MEDICINES FOR CONSTIPATION
Laxative medicines are recommended in chronic and resistant constipation and are best used after medical consultation and investigations which may include blood and stool testing. A colonoscopy may also be performed to rule out certain causes, and sometimes specific tests for gluten sensitivity or lactose intolerance may be advised.
The following are the laxatives medicines, and even though many are available over the counter, it is best to start in accordance with medically recommended amount and duration. Irregular, inappropriate or overuse of laxatives can actually worsen the symptoms or condition in many people.
A combination of laxatives is also available (Ispaghula+Lactulose, PEG+Ispaghula, Milk of Magnesia+Liquid paraffin, etc).

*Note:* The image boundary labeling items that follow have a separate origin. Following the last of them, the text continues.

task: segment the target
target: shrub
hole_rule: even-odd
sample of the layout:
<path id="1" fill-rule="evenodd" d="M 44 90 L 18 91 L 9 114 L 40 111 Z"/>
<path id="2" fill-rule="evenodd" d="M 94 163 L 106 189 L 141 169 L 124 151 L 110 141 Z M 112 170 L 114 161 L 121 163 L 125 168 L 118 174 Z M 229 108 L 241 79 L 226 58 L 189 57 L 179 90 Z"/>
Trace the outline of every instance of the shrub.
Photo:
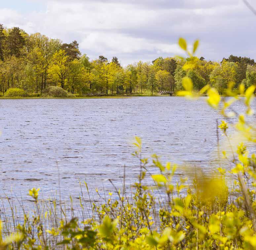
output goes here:
<path id="1" fill-rule="evenodd" d="M 26 93 L 23 89 L 18 88 L 9 89 L 5 93 L 7 97 L 24 97 L 26 96 Z"/>
<path id="2" fill-rule="evenodd" d="M 67 97 L 75 97 L 76 96 L 75 95 L 71 94 L 70 92 L 68 92 Z"/>
<path id="3" fill-rule="evenodd" d="M 44 95 L 53 97 L 67 97 L 68 92 L 60 87 L 56 86 L 50 86 L 44 90 Z"/>

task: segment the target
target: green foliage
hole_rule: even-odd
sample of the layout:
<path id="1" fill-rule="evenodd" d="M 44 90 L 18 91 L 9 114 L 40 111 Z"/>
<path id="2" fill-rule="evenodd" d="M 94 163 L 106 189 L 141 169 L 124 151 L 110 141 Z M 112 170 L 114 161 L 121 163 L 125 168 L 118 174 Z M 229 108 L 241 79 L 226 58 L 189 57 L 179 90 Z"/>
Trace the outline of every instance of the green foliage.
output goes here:
<path id="1" fill-rule="evenodd" d="M 28 35 L 18 27 L 0 24 L 0 92 L 10 88 L 22 89 L 28 94 L 41 95 L 47 86 L 59 86 L 80 95 L 141 95 L 182 90 L 182 78 L 192 80 L 195 93 L 209 84 L 222 95 L 232 96 L 242 82 L 245 88 L 255 84 L 253 59 L 231 55 L 221 63 L 196 56 L 198 40 L 188 46 L 183 38 L 181 48 L 187 57 L 162 56 L 123 67 L 118 58 L 103 55 L 90 60 L 81 55 L 77 42 L 64 43 L 37 33 Z M 191 49 L 190 49 L 191 47 Z M 235 83 L 228 94 L 229 82 Z M 70 96 L 70 97 L 71 96 Z"/>
<path id="2" fill-rule="evenodd" d="M 57 86 L 49 86 L 44 91 L 43 94 L 53 97 L 67 97 L 68 95 L 67 91 Z"/>
<path id="3" fill-rule="evenodd" d="M 23 89 L 18 88 L 9 89 L 5 94 L 7 97 L 24 97 L 26 95 L 26 93 Z"/>

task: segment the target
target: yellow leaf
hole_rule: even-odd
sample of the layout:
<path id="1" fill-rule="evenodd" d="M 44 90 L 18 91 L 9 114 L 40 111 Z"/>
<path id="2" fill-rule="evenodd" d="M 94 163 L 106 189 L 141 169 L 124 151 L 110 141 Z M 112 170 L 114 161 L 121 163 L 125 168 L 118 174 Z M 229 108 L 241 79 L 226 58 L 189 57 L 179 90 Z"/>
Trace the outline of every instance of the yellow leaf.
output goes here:
<path id="1" fill-rule="evenodd" d="M 160 182 L 166 183 L 167 180 L 165 176 L 163 175 L 152 175 L 152 178 L 153 180 L 157 182 L 158 183 Z"/>
<path id="2" fill-rule="evenodd" d="M 193 89 L 193 84 L 190 78 L 185 76 L 182 78 L 182 85 L 185 90 L 191 92 Z"/>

They are available as powders, liquids, and capsules. They may be used as an enema through the anus in a hospital setting for emptying bowel before surgery/procedure or in acute severe constipation.
Some of the side effects of Laxative medicines include nausea, bloating, abdominal cramps, diarrhea and imbalance of mineral salts in the body. Palatability is also an issue that is often solved by flavoring the powder and liquid preparations. In elderly leakage of stools (fecal incontinence) maybe a disturbing side effect. Many of the over the counter preparations start to reduce in effectiveness over a period of time in chronic constipation cases, and need for larger and multiple doses may arise. Newer drugs like linaclotide/plecanatide (yet to be launched in India) and Prucalopride have shown effectiveness in chronic constipation not responding satisfactorily to conventional laxatives, and also has the advantage of once-daily dosing.